Photography

Photography

Light, shadow, and the space between.

Cai's photography doesn't stray far from his film work. Light and dark are his primary tools — the dramatic interplay of light and shadow giving his images the same mood and texture that defines his work behind the camera. His photography, like his films, is heavily rooted in Japanese and Asian visual traditions, often rendered through a Celtic colour palette of deep, natural tones.

Cai's father was an artist who, when Cai was young, focused almost entirely on painting Geishas — working predominantly in black and white, and allowing the shadows to carry the mood.

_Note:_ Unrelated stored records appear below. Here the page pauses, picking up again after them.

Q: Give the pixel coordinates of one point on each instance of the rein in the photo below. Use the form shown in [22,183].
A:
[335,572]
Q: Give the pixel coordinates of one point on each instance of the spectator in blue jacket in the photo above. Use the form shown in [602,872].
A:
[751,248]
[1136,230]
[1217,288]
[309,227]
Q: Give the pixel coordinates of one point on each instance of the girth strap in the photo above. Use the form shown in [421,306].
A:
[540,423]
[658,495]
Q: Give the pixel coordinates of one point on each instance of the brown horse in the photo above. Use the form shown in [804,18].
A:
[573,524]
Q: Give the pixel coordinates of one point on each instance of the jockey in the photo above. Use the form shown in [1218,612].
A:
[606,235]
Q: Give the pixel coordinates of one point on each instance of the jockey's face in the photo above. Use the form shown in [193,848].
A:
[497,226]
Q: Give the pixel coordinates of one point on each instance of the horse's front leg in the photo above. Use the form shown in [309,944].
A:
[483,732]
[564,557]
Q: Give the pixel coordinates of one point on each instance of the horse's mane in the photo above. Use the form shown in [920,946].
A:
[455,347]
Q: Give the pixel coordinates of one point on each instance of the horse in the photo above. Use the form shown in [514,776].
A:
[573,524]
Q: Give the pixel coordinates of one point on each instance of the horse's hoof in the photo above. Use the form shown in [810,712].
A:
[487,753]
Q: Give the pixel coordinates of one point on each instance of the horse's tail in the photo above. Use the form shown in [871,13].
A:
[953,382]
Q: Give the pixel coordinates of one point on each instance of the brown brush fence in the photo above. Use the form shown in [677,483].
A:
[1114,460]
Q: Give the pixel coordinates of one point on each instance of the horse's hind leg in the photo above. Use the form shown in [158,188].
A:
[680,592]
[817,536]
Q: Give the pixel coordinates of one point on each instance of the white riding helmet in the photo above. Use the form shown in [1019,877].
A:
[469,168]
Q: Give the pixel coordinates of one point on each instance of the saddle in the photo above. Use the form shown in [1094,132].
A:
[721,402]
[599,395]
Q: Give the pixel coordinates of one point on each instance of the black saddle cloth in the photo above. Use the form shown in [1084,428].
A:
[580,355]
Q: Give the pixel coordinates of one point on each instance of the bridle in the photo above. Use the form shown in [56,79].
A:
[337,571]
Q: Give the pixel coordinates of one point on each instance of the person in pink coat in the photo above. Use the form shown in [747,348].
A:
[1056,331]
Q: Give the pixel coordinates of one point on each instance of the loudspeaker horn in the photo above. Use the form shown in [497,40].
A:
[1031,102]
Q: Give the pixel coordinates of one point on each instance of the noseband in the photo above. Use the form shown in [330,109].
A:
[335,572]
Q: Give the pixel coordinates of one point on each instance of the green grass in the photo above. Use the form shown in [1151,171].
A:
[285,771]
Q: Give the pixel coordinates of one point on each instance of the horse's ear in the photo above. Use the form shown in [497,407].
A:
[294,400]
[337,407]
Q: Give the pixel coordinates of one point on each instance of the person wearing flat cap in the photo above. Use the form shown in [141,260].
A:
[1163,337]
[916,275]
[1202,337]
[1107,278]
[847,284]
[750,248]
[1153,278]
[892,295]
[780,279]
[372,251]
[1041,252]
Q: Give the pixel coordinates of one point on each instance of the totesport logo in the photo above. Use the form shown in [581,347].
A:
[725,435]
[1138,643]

That early influence runs deep. Combined with his profound admiration for the work of Yasujirō Ozū — a filmmaker who understood that what is left out of a frame matters as much as what remains — it has shaped the way Cai sees, and the way he composes an image. There is always an architecture to his work, a deliberate quiet, a sense that nothing is accidental.

The shadow is not the absence of light. It is where the story lives.

Cai draws on his European upbringing to bring an elegance to his editorial work — a refined sensibility that sits comfortably alongside the clean lines and considered restraint of the fashion and film worlds he has worked in for over two decades. In his leisure photography, that same background lends a familiarity and warmth: images that feel lived-in, unhurried, and true.